The exposed Durham coalfield lay a few miles to the west but Haswell sits on top of the thick limestone escarpment which divides the exposed and concealed sections of the Durham coalfield. Until the 19th. Century the area had never seen coalminers. These were a phenomenon of west and central Durham.

The first exploitation of the concealed Durham coalfield was at Hetton (and later its sister pits Eppleton and Elemore) in the early 1820s, followed by Pemberton Main (Wearmouth) at the end of that decade. Inspired by these examples the sinking of a new colliery commenced at Haswell early in 1831, the first in modern-day Easington District. As had been the case at the Hetton combine and Pemberton Main however the Haswell Coal Company encountered great technical difficulties coping with water and quicksands and the project was abandoned after just a few months. In 1833 Colonel Thomas Braddyll opened his new colliery at South Hetton, linked to the new town and port of Seaham Harbour by a waggonway, thus pipping Haswell as the first coal mine in Easington District. In the meantime further borings were tried at Haswell in a field apparently obtained from the South Hetton Coal Company and these were successful.

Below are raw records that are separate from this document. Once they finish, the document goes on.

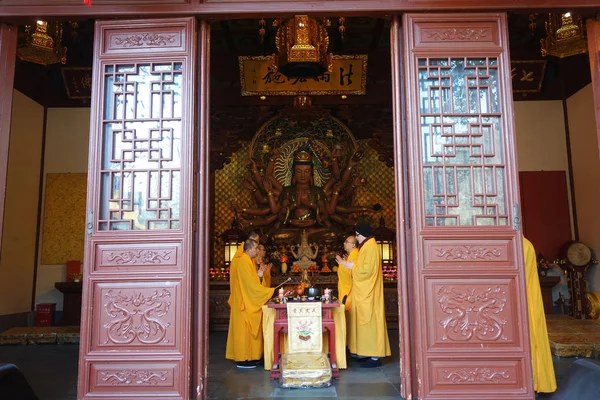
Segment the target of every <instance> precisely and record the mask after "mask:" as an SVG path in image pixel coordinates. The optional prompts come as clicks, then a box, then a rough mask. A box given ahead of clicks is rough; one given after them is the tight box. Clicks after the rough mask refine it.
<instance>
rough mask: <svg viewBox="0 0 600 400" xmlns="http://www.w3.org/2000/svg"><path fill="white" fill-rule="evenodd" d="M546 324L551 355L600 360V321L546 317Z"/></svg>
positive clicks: (590, 319)
mask: <svg viewBox="0 0 600 400" xmlns="http://www.w3.org/2000/svg"><path fill="white" fill-rule="evenodd" d="M546 322H547V325H548V338H549V339H550V350H551V351H552V354H553V355H555V356H558V357H593V358H600V321H597V320H591V319H575V318H573V317H569V316H566V315H547V316H546Z"/></svg>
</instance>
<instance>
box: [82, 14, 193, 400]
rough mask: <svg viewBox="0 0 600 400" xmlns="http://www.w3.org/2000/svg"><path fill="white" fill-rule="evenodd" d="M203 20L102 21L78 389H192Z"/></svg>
mask: <svg viewBox="0 0 600 400" xmlns="http://www.w3.org/2000/svg"><path fill="white" fill-rule="evenodd" d="M194 30H195V21H194V19H193V18H181V19H160V20H131V21H100V22H97V23H96V29H95V39H94V43H95V46H94V51H95V54H94V55H95V61H94V66H93V101H92V106H91V122H90V152H89V160H90V161H89V170H88V198H87V207H88V221H87V237H86V250H85V261H84V286H83V307H82V321H81V322H82V324H81V345H80V357H79V388H78V398H80V399H82V398H83V399H90V398H94V399H109V398H110V399H116V398H128V399H129V398H136V397H143V398H151V399H167V398H168V399H188V398H189V397H190V391H191V390H190V389H191V382H190V377H191V342H192V340H191V311H192V309H191V308H192V301H191V298H192V293H191V291H192V282H193V276H192V271H191V265H192V243H191V242H192V215H191V212H190V211H191V209H192V197H193V180H192V170H191V168H190V167H191V165H192V160H193V150H192V149H193V142H194V141H193V128H194V108H193V107H194V83H195V76H196V75H195V71H194V66H195V37H194V35H195V32H194Z"/></svg>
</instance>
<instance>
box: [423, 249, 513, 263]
mask: <svg viewBox="0 0 600 400" xmlns="http://www.w3.org/2000/svg"><path fill="white" fill-rule="evenodd" d="M434 250H435V256H436V257H438V258H443V259H445V260H446V261H456V260H468V259H471V260H488V261H489V260H492V259H494V258H498V257H501V256H502V249H501V248H498V247H497V248H494V249H488V248H487V247H477V246H458V247H452V248H446V249H444V248H435V249H434Z"/></svg>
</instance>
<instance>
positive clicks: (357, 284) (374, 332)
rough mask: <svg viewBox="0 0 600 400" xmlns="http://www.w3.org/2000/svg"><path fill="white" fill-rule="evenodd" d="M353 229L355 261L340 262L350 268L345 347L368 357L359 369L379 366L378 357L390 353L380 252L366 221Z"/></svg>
mask: <svg viewBox="0 0 600 400" xmlns="http://www.w3.org/2000/svg"><path fill="white" fill-rule="evenodd" d="M355 230H356V239H357V240H358V243H359V247H358V260H357V262H356V264H354V265H352V264H351V263H349V262H344V263H343V265H344V266H345V267H347V268H351V269H352V305H351V306H350V313H349V317H350V324H349V325H348V348H349V349H350V353H354V354H356V355H358V356H359V357H363V358H364V357H367V358H366V361H365V362H363V363H362V365H361V367H362V368H375V367H379V366H381V362H380V361H379V358H380V357H386V356H390V355H391V354H392V352H391V350H390V341H389V338H388V334H387V324H386V322H385V306H384V297H383V272H382V269H381V254H380V251H379V246H378V245H377V242H376V241H375V238H374V237H373V236H372V235H373V232H372V231H371V226H370V225H369V224H365V223H361V224H358V225H357V226H356V228H355ZM338 261H339V260H338Z"/></svg>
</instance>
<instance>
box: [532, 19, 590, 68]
mask: <svg viewBox="0 0 600 400" xmlns="http://www.w3.org/2000/svg"><path fill="white" fill-rule="evenodd" d="M545 26H546V35H547V36H546V38H545V39H541V40H540V43H541V45H542V56H544V57H546V56H554V57H559V58H565V57H570V56H574V55H576V54H582V53H586V52H587V51H588V46H587V38H586V34H585V29H584V28H583V20H582V18H581V17H575V16H574V15H573V14H572V13H571V12H566V13H561V14H552V13H549V14H548V20H547V21H546V24H545Z"/></svg>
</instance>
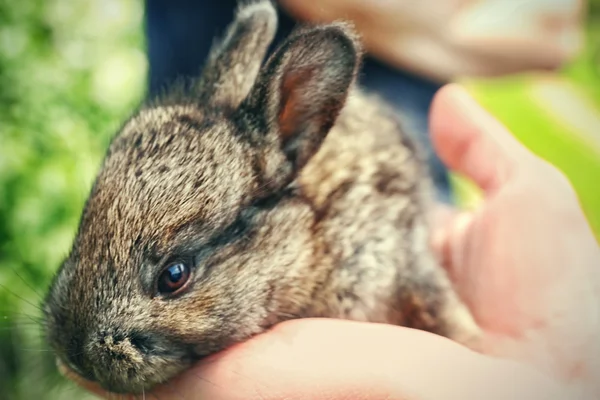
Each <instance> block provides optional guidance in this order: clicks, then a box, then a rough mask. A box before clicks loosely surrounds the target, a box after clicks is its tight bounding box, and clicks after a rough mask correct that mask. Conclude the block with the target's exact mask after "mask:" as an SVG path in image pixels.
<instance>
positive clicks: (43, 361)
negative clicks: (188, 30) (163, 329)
mask: <svg viewBox="0 0 600 400" xmlns="http://www.w3.org/2000/svg"><path fill="white" fill-rule="evenodd" d="M142 7H143V3H142V2H141V1H140V0H88V1H64V0H27V1H21V2H19V1H11V0H0V221H1V223H0V285H1V286H0V321H2V322H0V398H1V399H37V398H40V399H53V398H56V399H58V398H60V399H70V398H74V399H75V398H77V399H79V398H83V396H81V395H80V394H78V393H76V392H75V391H74V389H72V388H67V389H65V388H55V385H54V383H55V382H58V378H59V377H58V376H57V375H56V372H55V369H56V368H55V367H54V360H53V357H52V356H51V353H49V352H47V351H43V350H46V345H45V344H44V342H43V340H40V339H41V332H40V326H39V324H38V323H37V320H38V319H39V317H40V314H41V313H40V311H39V310H38V309H37V306H39V303H40V301H41V297H40V296H41V295H43V293H44V291H45V288H46V286H47V285H48V283H49V281H50V279H51V277H52V274H53V273H54V272H55V271H56V269H57V268H58V266H59V265H60V263H61V261H62V259H63V258H64V256H65V255H66V254H67V252H68V249H69V245H70V241H71V239H72V237H73V235H74V233H75V229H76V226H77V222H78V218H79V215H80V212H81V208H82V206H83V202H84V201H85V197H86V195H87V192H88V190H89V188H90V185H91V183H92V179H93V177H94V173H95V172H96V170H97V168H98V166H99V163H100V161H101V158H102V156H103V152H104V149H105V148H106V145H107V143H108V141H109V139H110V137H111V135H112V134H113V133H114V131H115V130H116V128H118V126H119V125H120V124H121V123H122V121H123V119H124V118H126V116H127V115H128V114H129V113H130V112H131V110H132V109H133V107H135V106H136V105H137V104H138V102H139V101H140V100H141V97H142V95H143V93H144V87H145V83H146V82H145V80H146V59H145V54H144V49H143V47H142V45H143V41H142V40H143V36H142V31H141V22H142V15H143V9H142ZM32 383H33V384H32ZM51 390H54V392H51V393H50V392H49V391H51Z"/></svg>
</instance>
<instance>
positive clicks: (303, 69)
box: [279, 67, 314, 141]
mask: <svg viewBox="0 0 600 400" xmlns="http://www.w3.org/2000/svg"><path fill="white" fill-rule="evenodd" d="M313 72H314V67H304V68H298V69H296V70H294V71H286V72H285V73H284V76H283V79H282V82H281V88H280V90H281V91H280V93H281V105H280V111H279V131H280V132H281V137H282V139H283V140H284V141H285V140H287V139H291V137H292V136H293V135H294V132H296V131H297V128H298V125H299V124H302V123H303V121H302V120H301V119H302V118H303V117H307V115H303V114H304V113H303V110H304V109H305V108H306V105H305V104H304V101H305V98H306V97H309V98H310V93H309V94H308V96H305V94H304V93H303V92H304V90H306V88H307V87H310V85H306V83H307V82H308V81H310V79H312V76H313Z"/></svg>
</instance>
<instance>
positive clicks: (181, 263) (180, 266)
mask: <svg viewBox="0 0 600 400" xmlns="http://www.w3.org/2000/svg"><path fill="white" fill-rule="evenodd" d="M189 279H190V268H189V267H188V266H187V265H186V264H184V263H182V262H178V263H174V264H171V265H170V266H169V267H167V269H165V270H164V271H163V272H162V273H161V274H160V277H159V278H158V291H159V293H160V294H173V293H176V292H178V291H180V290H181V289H182V288H183V287H185V285H186V283H187V282H188V281H189Z"/></svg>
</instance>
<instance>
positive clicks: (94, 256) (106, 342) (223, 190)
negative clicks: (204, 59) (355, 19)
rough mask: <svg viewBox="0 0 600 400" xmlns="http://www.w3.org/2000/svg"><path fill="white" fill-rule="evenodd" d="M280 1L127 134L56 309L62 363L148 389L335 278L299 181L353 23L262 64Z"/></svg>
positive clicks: (209, 57)
mask: <svg viewBox="0 0 600 400" xmlns="http://www.w3.org/2000/svg"><path fill="white" fill-rule="evenodd" d="M275 29H276V13H275V11H274V9H273V7H272V5H271V3H270V2H269V1H258V2H257V1H254V2H251V3H246V4H244V5H242V6H241V7H240V8H239V10H238V12H237V15H236V19H235V21H234V23H233V24H232V25H231V26H230V28H229V30H228V32H227V34H226V35H225V38H224V40H223V41H222V42H221V43H220V44H219V45H218V46H216V47H215V49H214V50H213V52H212V53H211V56H210V57H209V60H208V62H207V65H206V67H205V69H204V71H203V74H202V76H201V77H200V79H199V80H198V82H197V84H196V85H195V86H194V87H193V89H192V90H191V91H189V92H188V93H187V95H186V96H183V97H180V98H178V100H177V101H172V99H173V98H169V97H167V98H165V99H162V100H159V101H157V102H156V103H155V104H153V105H151V106H148V107H144V108H143V109H141V110H140V111H139V112H137V113H136V115H134V116H133V117H132V118H131V119H130V120H129V121H128V122H127V123H126V124H125V125H124V127H123V129H122V130H121V132H120V133H119V134H118V135H117V136H116V137H115V139H114V140H113V142H112V143H111V145H110V148H109V150H108V152H107V155H106V158H105V161H104V164H103V166H102V169H101V171H100V173H99V175H98V176H97V179H96V181H95V183H94V186H93V188H92V191H91V194H90V197H89V199H88V201H87V203H86V205H85V208H84V211H83V215H82V218H81V222H80V226H79V230H78V233H77V235H76V238H75V241H74V243H73V247H72V250H71V252H70V254H69V256H68V257H67V259H66V260H65V262H64V264H63V265H62V267H61V269H60V271H59V272H58V274H57V275H56V277H55V279H54V281H53V283H52V285H51V288H50V291H49V294H48V296H47V299H46V302H45V306H44V309H45V313H46V322H47V335H48V339H49V342H50V344H51V345H52V346H53V348H54V349H55V350H56V352H57V356H58V357H59V359H60V361H62V362H63V363H64V364H66V365H67V366H69V367H70V368H71V369H72V370H74V371H75V372H77V373H79V374H80V375H82V376H83V377H85V378H88V379H90V380H93V381H97V382H99V383H100V384H101V385H102V386H103V387H105V388H106V389H108V390H110V391H113V392H127V393H140V392H142V390H146V389H148V388H150V387H152V386H153V385H155V384H157V383H160V382H164V381H166V380H168V379H169V378H171V377H172V376H174V375H175V374H177V373H179V372H180V371H182V370H183V369H185V368H186V367H188V366H189V365H190V364H191V363H193V362H194V361H195V360H197V359H199V358H202V357H204V356H206V355H208V354H211V353H214V352H216V351H219V350H221V349H224V348H225V347H227V346H229V345H231V344H233V343H235V342H238V341H241V340H244V339H246V338H248V337H250V336H252V335H254V334H256V333H258V332H261V331H263V330H264V329H266V328H267V327H268V326H270V325H272V324H273V323H276V322H277V321H279V320H281V319H286V318H293V317H294V316H297V315H300V314H301V312H302V309H303V308H304V307H306V306H307V303H308V302H309V301H310V298H311V295H312V293H313V292H314V291H315V290H318V285H319V283H320V282H322V280H323V279H324V278H323V277H324V275H325V272H324V271H323V268H316V267H315V266H317V265H318V260H316V257H317V254H319V246H320V243H319V242H318V240H315V238H314V237H313V233H312V231H311V229H312V224H313V219H314V218H313V212H312V210H311V206H310V204H308V203H307V202H306V201H304V200H303V199H302V196H301V195H299V194H298V193H297V191H296V188H295V187H294V180H295V178H296V177H297V175H298V174H299V173H300V171H302V168H303V167H304V166H305V165H306V164H307V162H308V161H309V160H310V159H311V157H312V156H313V155H314V154H315V153H316V152H317V150H318V149H319V147H320V145H321V143H322V142H323V140H324V139H325V137H326V135H327V133H328V131H329V130H330V128H331V127H332V126H333V124H334V122H335V120H336V117H337V116H338V114H339V112H340V110H341V109H342V107H343V105H344V103H345V100H346V97H347V95H348V93H349V90H350V88H351V86H352V84H353V82H354V80H355V76H356V71H357V68H358V65H359V62H360V48H359V45H358V41H357V39H356V36H355V35H354V33H353V31H352V30H351V29H350V28H348V27H347V26H346V25H344V24H331V25H327V26H320V27H312V28H303V29H300V30H297V31H295V32H294V33H293V34H292V35H291V36H290V37H289V38H288V39H287V40H286V41H285V42H284V43H283V44H282V45H281V46H280V47H279V48H278V49H277V50H276V51H275V52H274V54H273V55H272V56H271V57H270V58H269V60H268V61H267V62H266V63H265V65H264V66H261V64H262V59H263V57H264V56H265V53H266V51H267V48H268V46H269V45H270V43H271V41H272V39H273V36H274V32H275Z"/></svg>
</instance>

Haswell Colliery had a brief but eventful life, finally closing in 1896. All that remains of this vanished industrial dream is the old engine house. The population of Haswell had collapsed by the time of the 1901 census. The coalminers went elsewhere. Most of them would eventually find work at the super-pits (Dawdon, Easington, Horden and Blackhall) which appeared on the Durham coast a decade later. The village of Haswell Colliery is long since demolished but Haswell village lives on. It is now a quiet semi-rural community and the nearest coalmine is over a hundred miles away.